Le président des Etats-Unis Donald Trump a été acquitté mercredi par le Sénat à l'issue d'un procès en destitution historique qui a jeté une lumière crue sur les fractures de l'Amérique sans jamais faire vaciller sa base électorale.

Sa mise en accusation restera comme une tache indélébile sur un mandat truffé de scandales. Avant lui, seuls deux de ses prédécesseurs, Andrew Johnson en 1868 et Bill Clinton en 1998, avaient connu une telle avanie.

Mais son procès a montré que l'ancien homme d'affaires de New York pouvait compter sur un parti républicain aux ordres, un atout de taille à neuf mois d'une élection où il briguera un second mandat de quatre ans.

Cette victoire politique a cependant été assombrie par la défection d'un élu républicain de premier plan: Mitt Romney, candidat malheureux à la Maison Blanche en 2012.

Ce revers est douloureux pour un président très sensible à son image qui s'enorgueillit d'avoir rassemblé le "Grand Old Party" derrière lui. Déception supplémentaire pour le magnat de l'immobilier: tous les élus démocrates ont, eux, fait bloc contre lui.

Lors d'un vote solennel suivi en direct à la télévision par des dizaines de millions d'Américains, le Sénat a estimé, par 52 voix sur 100, que Donald John Trump, 45e président de l'histoire, ne s'était pas rendu coupable d'abus de pouvoir. Par 53 voix sur 100, il a également estimé qu'il ne s'était pas rendu coupable d'entrave à la bonne marche du Congrès.

La Constitution des Etats-Unis impose une majorité des deux tiers (67 sièges sur 100) pour destituer un président.

Avant même le vote, la guerre des formules avait été engagée sur les leçons à tirer de cette procédure exceptionnelle.
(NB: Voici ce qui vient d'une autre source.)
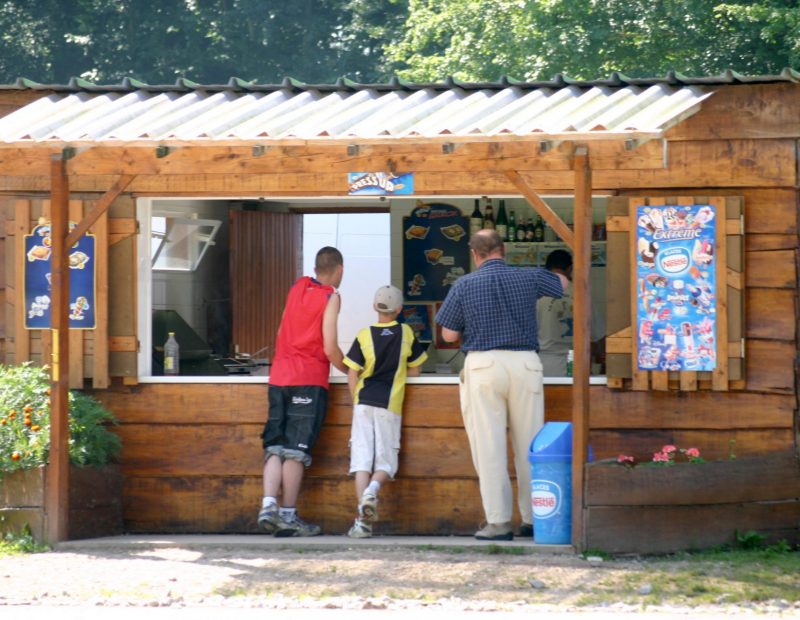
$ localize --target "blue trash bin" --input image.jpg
[528,422,572,545]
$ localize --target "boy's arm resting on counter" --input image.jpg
[442,327,461,342]
[322,293,348,373]
[347,368,358,400]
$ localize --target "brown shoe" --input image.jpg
[475,523,514,540]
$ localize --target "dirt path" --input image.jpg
[0,546,800,617]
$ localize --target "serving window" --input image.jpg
[137,196,607,382]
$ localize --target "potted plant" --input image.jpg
[0,363,122,541]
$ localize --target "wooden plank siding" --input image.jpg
[94,384,794,534]
[0,84,800,551]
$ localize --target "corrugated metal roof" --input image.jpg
[0,74,724,147]
[0,67,800,92]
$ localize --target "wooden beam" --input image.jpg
[0,140,664,179]
[505,171,577,252]
[572,148,592,551]
[45,157,70,544]
[67,174,136,248]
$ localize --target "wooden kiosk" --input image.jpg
[0,70,800,551]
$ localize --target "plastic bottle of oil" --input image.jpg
[164,332,180,375]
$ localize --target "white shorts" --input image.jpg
[350,405,403,478]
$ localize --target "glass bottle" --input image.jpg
[164,332,180,375]
[495,200,508,241]
[525,217,533,243]
[483,198,495,230]
[469,200,483,237]
[533,215,544,243]
[506,209,517,241]
[517,217,527,241]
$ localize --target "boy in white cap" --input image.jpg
[344,286,428,538]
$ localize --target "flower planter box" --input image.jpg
[584,451,800,553]
[0,465,122,542]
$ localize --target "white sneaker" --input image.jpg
[358,493,378,523]
[347,519,372,538]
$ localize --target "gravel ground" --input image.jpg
[0,543,800,618]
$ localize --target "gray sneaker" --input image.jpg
[258,504,283,534]
[347,519,372,538]
[358,493,378,523]
[274,513,322,538]
[475,523,514,540]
Donald Trump a été "acquitté pour toujours", clame la Maison Blanche. Donald Trump a été "mis en accusation pour toujours", rétorquent les démocrates.

- 49% d'opinions favorables -

L'opposition reproche au 45e président des Etats-Unis d'avoir utilisé les moyens de l'Etat, notamment une aide militaire validée par le Congrès, pour tenter de forcer l'Ukraine à "salir" son possible adversaire à la présidentielle Joe Biden.
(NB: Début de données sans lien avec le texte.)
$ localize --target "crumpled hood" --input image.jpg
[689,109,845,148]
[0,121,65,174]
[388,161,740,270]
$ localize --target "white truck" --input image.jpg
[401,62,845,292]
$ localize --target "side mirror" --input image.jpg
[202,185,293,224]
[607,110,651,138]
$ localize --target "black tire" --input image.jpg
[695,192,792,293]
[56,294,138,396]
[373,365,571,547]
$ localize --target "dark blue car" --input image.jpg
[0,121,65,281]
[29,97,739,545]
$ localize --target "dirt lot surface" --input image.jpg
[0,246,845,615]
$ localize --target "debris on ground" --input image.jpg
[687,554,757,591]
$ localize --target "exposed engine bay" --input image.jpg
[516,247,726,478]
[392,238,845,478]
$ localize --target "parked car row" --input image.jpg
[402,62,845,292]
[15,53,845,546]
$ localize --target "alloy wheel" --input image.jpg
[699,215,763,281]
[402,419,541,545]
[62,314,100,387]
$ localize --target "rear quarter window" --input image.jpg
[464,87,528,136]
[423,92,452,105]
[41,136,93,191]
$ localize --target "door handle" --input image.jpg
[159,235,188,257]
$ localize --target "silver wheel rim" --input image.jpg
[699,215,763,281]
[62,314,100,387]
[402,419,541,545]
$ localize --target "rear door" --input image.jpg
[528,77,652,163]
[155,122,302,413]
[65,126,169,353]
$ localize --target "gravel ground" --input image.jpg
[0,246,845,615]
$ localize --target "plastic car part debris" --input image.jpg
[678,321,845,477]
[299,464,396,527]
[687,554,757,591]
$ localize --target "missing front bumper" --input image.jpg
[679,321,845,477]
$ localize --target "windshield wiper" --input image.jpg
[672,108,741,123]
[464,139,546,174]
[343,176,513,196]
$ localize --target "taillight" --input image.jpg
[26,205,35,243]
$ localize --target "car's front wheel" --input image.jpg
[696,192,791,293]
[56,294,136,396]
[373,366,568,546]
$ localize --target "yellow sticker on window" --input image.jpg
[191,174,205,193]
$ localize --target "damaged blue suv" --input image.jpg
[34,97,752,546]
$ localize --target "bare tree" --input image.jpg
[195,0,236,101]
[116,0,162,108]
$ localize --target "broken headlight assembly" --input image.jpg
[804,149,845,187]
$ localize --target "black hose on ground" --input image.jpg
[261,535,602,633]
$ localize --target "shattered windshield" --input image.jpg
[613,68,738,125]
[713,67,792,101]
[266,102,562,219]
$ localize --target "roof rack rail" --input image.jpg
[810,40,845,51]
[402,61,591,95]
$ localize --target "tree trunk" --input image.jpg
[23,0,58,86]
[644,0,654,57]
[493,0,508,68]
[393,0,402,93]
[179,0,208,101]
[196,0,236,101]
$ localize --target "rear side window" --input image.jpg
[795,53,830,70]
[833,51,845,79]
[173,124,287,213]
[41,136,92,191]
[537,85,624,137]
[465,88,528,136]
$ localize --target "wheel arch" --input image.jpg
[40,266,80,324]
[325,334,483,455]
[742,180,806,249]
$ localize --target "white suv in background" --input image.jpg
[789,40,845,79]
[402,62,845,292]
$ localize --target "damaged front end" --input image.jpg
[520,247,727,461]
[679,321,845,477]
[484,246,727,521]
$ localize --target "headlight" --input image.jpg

Depuis que le scandale a éclaté, l'hôte de la Maison Blanche se dit victime d'une chasse aux sorcières orchestrée par ses adversaires qui n'auraient pas digéré sa victoire surprise de 2016.

La stratégie semble avoir, au moins en partie, porté ses fruits: selon le dernier sondage de l'institut Gallup, il enregistre 49% d'opinions favorables, un record depuis son arrivée au pouvoir.

Moins de 24 heures avant le vote du Sénat, Donald Trump avait vanté mardi soir, devant le Congrès réuni au grand complet, ses résultats "incroyables" dans un discours aux accents de meeting de campagne.

"Contrairement à tant d'autres avant moi, je tiens mes promesses", avait-il lancé, sans cesse coupé par les ovations debout et les "USA, USA" des républicains.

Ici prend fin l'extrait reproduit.